VPRO Gids 44

31 oktober t/m 6 november
Pagina 34 - ‘Spaanse herfst’
papier
34

Cadeautje!

Je leest dit artikel gratis. Wil je meer van de VPRO Gids? Neem een abonnement. Nu 12 weken voor slechts 10 euro. Ik wil meer lezen →

Spaanse herfst

Katja de Bruin

Hoewel Spaanstalige auteurs tegenwoordig zelden een groot Nederlands publiek vinden, verschijnen er dit najaar veel boeken van Spanjaarden en Latijns-Amerikanen. ‘Ze schrijven niet allemaal magisch-realistisch.’

‘Dat ik er nog in geloof betekent dat ik óf knettergek ben óf grenzeloos enthousiast óf een totaal naïeve idioot – of alle drie ineen natuurlijk, kan ook nog.’ Dat mailt uitgever Nelleke Geel nadat ze net een lijst heeft gestuurd van alle Spaanstalige auteurs die ze de afgelopen vijftien jaar heeft uitgegeven. Bijna veertig namen telde ze in haar kast, maar van die hele lijst was Carlos Ruiz Zafón de enige gallina die massief gouden eieren legde.

Zafón overleed in juni jl. en er is vooralsnog nog geen nieuwe Spanjaard opgestaan die zulke torenhoge stapels verkoopt als hij. Klonen genoeg, dat wel. Dankzij het immense succes van De schaduw van de wind zijn er nu schrijvers als Ildefonso Falcones, die proberen dat kunstje te imiteren. Toch haalt De schilder van Barcelona, net verschenen, in de verste verten niet de verkoopcijfers van Zafón indertijd.

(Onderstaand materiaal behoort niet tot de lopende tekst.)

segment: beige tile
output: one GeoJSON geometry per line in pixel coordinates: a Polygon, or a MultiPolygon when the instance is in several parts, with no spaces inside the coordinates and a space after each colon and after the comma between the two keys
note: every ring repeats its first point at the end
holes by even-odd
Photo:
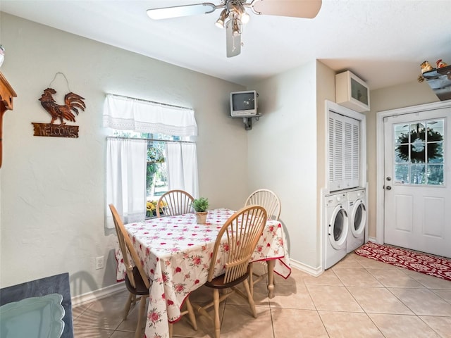
{"type": "Polygon", "coordinates": [[[319,313],[330,338],[383,338],[366,313],[319,313]]]}
{"type": "Polygon", "coordinates": [[[345,287],[307,285],[318,311],[363,312],[345,287]]]}
{"type": "Polygon", "coordinates": [[[425,287],[400,269],[368,269],[368,272],[386,287],[425,287]]]}
{"type": "MultiPolygon", "coordinates": [[[[143,334],[144,335],[144,334],[143,334]]],[[[114,331],[111,338],[135,338],[135,332],[128,331],[114,331]]]]}
{"type": "MultiPolygon", "coordinates": [[[[106,338],[111,337],[114,332],[112,330],[99,329],[97,327],[73,327],[73,334],[75,338],[106,338]]],[[[130,337],[131,338],[131,337],[130,337]]]]}
{"type": "Polygon", "coordinates": [[[412,271],[412,273],[409,273],[410,277],[428,289],[451,289],[451,282],[449,280],[443,280],[441,278],[430,276],[429,275],[425,275],[424,273],[417,273],[416,271],[412,271]]]}
{"type": "Polygon", "coordinates": [[[431,327],[416,315],[368,315],[382,332],[385,338],[414,337],[439,338],[431,327]]]}
{"type": "Polygon", "coordinates": [[[451,317],[421,315],[420,318],[443,338],[451,338],[451,317]]]}
{"type": "Polygon", "coordinates": [[[388,289],[416,315],[451,316],[451,304],[428,289],[388,289]]]}
{"type": "Polygon", "coordinates": [[[78,306],[74,306],[72,308],[72,318],[76,319],[81,315],[85,310],[87,310],[89,306],[91,306],[92,303],[89,303],[87,304],[83,304],[78,306]]]}
{"type": "MultiPolygon", "coordinates": [[[[247,295],[246,289],[242,284],[237,286],[237,289],[240,290],[244,294],[247,295]]],[[[211,294],[211,297],[213,294],[211,294]]],[[[269,300],[268,299],[268,289],[266,283],[257,283],[254,285],[254,303],[257,306],[269,307],[269,300]]],[[[213,298],[211,299],[213,300],[213,298]]],[[[245,299],[237,294],[230,296],[226,300],[227,305],[242,305],[249,306],[247,298],[245,299]]]]}
{"type": "Polygon", "coordinates": [[[305,276],[303,280],[306,285],[343,285],[343,283],[338,279],[333,270],[330,269],[326,270],[317,277],[310,275],[305,276]]]}
{"type": "Polygon", "coordinates": [[[340,269],[342,268],[362,268],[363,266],[356,259],[357,256],[355,254],[348,254],[346,257],[332,267],[332,270],[340,269]]]}
{"type": "MultiPolygon", "coordinates": [[[[194,305],[193,304],[193,306],[194,305]]],[[[219,318],[221,321],[224,313],[225,304],[221,302],[219,304],[219,318]]],[[[196,315],[196,323],[197,324],[197,330],[194,330],[191,325],[191,322],[187,315],[183,316],[179,321],[173,324],[173,336],[183,337],[192,338],[211,338],[214,337],[214,330],[213,318],[214,318],[214,308],[213,306],[206,310],[209,317],[202,315],[197,312],[197,308],[194,306],[194,313],[196,315]]],[[[249,312],[250,313],[250,312],[249,312]]],[[[249,315],[250,316],[250,315],[249,315]]],[[[253,318],[253,317],[250,316],[253,318]]]]}
{"type": "Polygon", "coordinates": [[[347,289],[367,313],[414,314],[385,288],[347,287],[347,289]]]}
{"type": "Polygon", "coordinates": [[[257,306],[257,318],[254,318],[248,306],[228,305],[221,325],[221,338],[257,335],[259,338],[273,338],[270,308],[257,306]]]}
{"type": "Polygon", "coordinates": [[[294,268],[291,268],[291,274],[286,280],[283,277],[279,276],[278,274],[274,273],[274,284],[276,285],[276,288],[274,289],[277,289],[277,285],[279,284],[303,284],[305,278],[311,277],[313,277],[313,276],[294,268]]]}
{"type": "Polygon", "coordinates": [[[366,269],[341,268],[333,270],[343,283],[350,287],[381,287],[382,284],[374,278],[366,269]]]}
{"type": "Polygon", "coordinates": [[[275,338],[328,338],[316,311],[292,308],[271,308],[271,311],[275,338]]]}
{"type": "Polygon", "coordinates": [[[122,322],[123,309],[128,294],[116,294],[93,301],[73,320],[74,326],[114,330],[122,322]]]}
{"type": "Polygon", "coordinates": [[[362,265],[362,266],[368,269],[397,269],[396,266],[392,265],[391,264],[368,258],[366,257],[362,257],[361,256],[356,255],[355,259],[362,265]]]}
{"type": "Polygon", "coordinates": [[[310,294],[303,284],[285,285],[279,288],[274,292],[274,297],[269,299],[269,303],[271,308],[315,310],[310,294]]]}
{"type": "Polygon", "coordinates": [[[433,289],[431,291],[437,294],[439,297],[441,297],[443,299],[445,299],[446,301],[451,303],[451,290],[433,289]]]}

‘Voor commercieel succes hoeven uitgevers het niet te doen. Schrijvers die in Spanje grootheden zijn, doen het hier niet zo goed.’

Maarten Steenmeijer

Zoals je als boekenwatcher soms de indruk hebt dat er plotseling bovengemiddeld veel Italianen of Noren worden vertaald, zo lijkt het na het doorbladeren van de aanbiedingsbrochures alsof er dit najaar opmerkelijk veel boeken van Spaanstalige auteurs verschijnen. Op zichzelf niet zo gek, want er zijn twintig landen waar Spaans de officiële taal is, maar vraag de gemiddelde lezer vijf namen van Spaanstalige schrijvers te noemen en hij zal vermoedelijk moeite hebben verder te komen dan Isabel Allende en Gabriel García Márquez.

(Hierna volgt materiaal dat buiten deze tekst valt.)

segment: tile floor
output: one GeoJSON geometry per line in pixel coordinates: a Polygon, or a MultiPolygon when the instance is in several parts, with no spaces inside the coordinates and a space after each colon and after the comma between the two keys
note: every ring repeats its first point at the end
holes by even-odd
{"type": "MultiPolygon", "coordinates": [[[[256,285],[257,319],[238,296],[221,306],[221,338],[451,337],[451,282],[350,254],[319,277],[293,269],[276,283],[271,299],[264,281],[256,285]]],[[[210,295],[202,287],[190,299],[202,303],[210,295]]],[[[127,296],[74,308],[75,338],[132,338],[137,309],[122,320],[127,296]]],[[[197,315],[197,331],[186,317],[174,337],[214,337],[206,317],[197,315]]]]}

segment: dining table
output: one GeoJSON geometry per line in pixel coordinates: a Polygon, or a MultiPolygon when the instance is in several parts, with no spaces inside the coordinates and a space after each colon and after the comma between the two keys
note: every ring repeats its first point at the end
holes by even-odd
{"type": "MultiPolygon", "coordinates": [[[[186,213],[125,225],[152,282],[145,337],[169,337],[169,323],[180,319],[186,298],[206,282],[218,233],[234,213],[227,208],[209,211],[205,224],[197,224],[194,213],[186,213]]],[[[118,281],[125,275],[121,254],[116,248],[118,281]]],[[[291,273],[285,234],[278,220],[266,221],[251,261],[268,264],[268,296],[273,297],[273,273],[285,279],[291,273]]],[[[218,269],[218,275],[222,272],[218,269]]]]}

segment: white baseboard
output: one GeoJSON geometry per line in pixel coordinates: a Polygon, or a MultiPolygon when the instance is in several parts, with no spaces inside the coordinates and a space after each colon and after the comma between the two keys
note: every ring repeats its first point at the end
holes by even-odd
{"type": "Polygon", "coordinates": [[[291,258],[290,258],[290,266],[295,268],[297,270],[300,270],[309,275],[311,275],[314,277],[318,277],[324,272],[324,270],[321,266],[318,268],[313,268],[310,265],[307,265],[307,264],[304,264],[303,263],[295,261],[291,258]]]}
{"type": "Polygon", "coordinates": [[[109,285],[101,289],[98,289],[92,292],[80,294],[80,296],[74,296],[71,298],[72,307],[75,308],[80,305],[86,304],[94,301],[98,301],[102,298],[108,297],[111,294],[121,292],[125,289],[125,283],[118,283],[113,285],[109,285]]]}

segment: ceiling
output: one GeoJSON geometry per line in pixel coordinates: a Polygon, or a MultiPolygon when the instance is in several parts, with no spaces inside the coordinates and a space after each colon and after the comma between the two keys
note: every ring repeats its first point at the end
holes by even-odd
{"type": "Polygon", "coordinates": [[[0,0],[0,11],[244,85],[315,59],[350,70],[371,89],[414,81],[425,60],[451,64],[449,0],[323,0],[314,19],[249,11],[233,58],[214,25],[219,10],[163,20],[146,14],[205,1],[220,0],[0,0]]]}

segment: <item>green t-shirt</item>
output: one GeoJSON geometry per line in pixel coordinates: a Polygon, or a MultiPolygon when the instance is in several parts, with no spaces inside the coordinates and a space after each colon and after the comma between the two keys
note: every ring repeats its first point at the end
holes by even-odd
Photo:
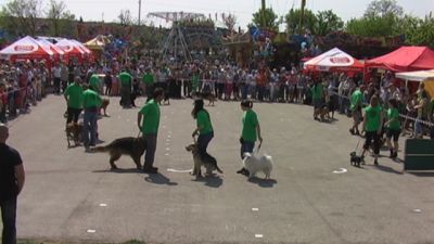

Toch zijn Nederlandse uitgevers de Spanjaarden en latino’s gunstig gezind, vindt Maarten Steenmeijer, hoogleraar aan de Radboud Universiteit en gespecialiseerd in moderne literatuur en cultuur van Spanje en Spaans-Amerika. Steenmeijer, die ook vertaler is, bespreekt al sinds jaar en dag Spaanstalige literatuur voor de Volkskrant en volgt de Spaanse letteren op de voet.

Volgens hem heeft de Spaanse literatuur onder Nederlandse lezers veel krediet. ‘Spanje geldt nog steeds een beetje als een exotisch land. Zeker door lezend publiek wordt het nog altijd geassocieerd met de Spaanse Burgeroorlog en Franco, maar tegelijkertijd kennen we het als een land waar het heel prettig leven is en waar we een goed gevoel van krijgen.’

Prachtlanden

Steenmeijer vindt dat de Nederlandse lezer goed bediend wordt. ‘De Spaanse literatuur heeft veel symbolisch kapitaal. Voor commercieel succes hoeven uitgevers het niet te doen. Schrijvers die in Spanje grootheden zijn, zoals Javier Cercas, doen het hier niet zo goed. Toch worden die in Nederland heel trouw uitgegeven.

Antonio Muñoz Molina is ook zo’n voorbeeld, die wordt al dertig jaar vertaald. De Geus heeft misschien wel twaalf boeken van hem uitgebracht, maar hij vindt hier maar geen echt publiek. Toch zie je bij uitgevers een geloof in die schrijvers.’

Als er iemand tegen de klippen op blijft geloven in haar Spaanstalige auteurs is het Nelleke Geel van uitgeverij Meridiaan wel. In haar lange uitgeversleven gaf ze naast veel Spanjaarden en Catalanen ook schrijvers uit Peru, Chili, Colombia, Mexico en al die andere prachtlanden uit. Sommige door haar uitgegeven boeken vertaalde ze zelf, waaronder alle acht titels van Zafón.

Voor dit najaar heeft ze haar hoop gevestigd op Samanta Schweblin, een Argentijnse met een naam die Duits klinkt, al is daarvoor in haar pas verschenen roman Duizend ogen geen enkele aanwijzing te vinden.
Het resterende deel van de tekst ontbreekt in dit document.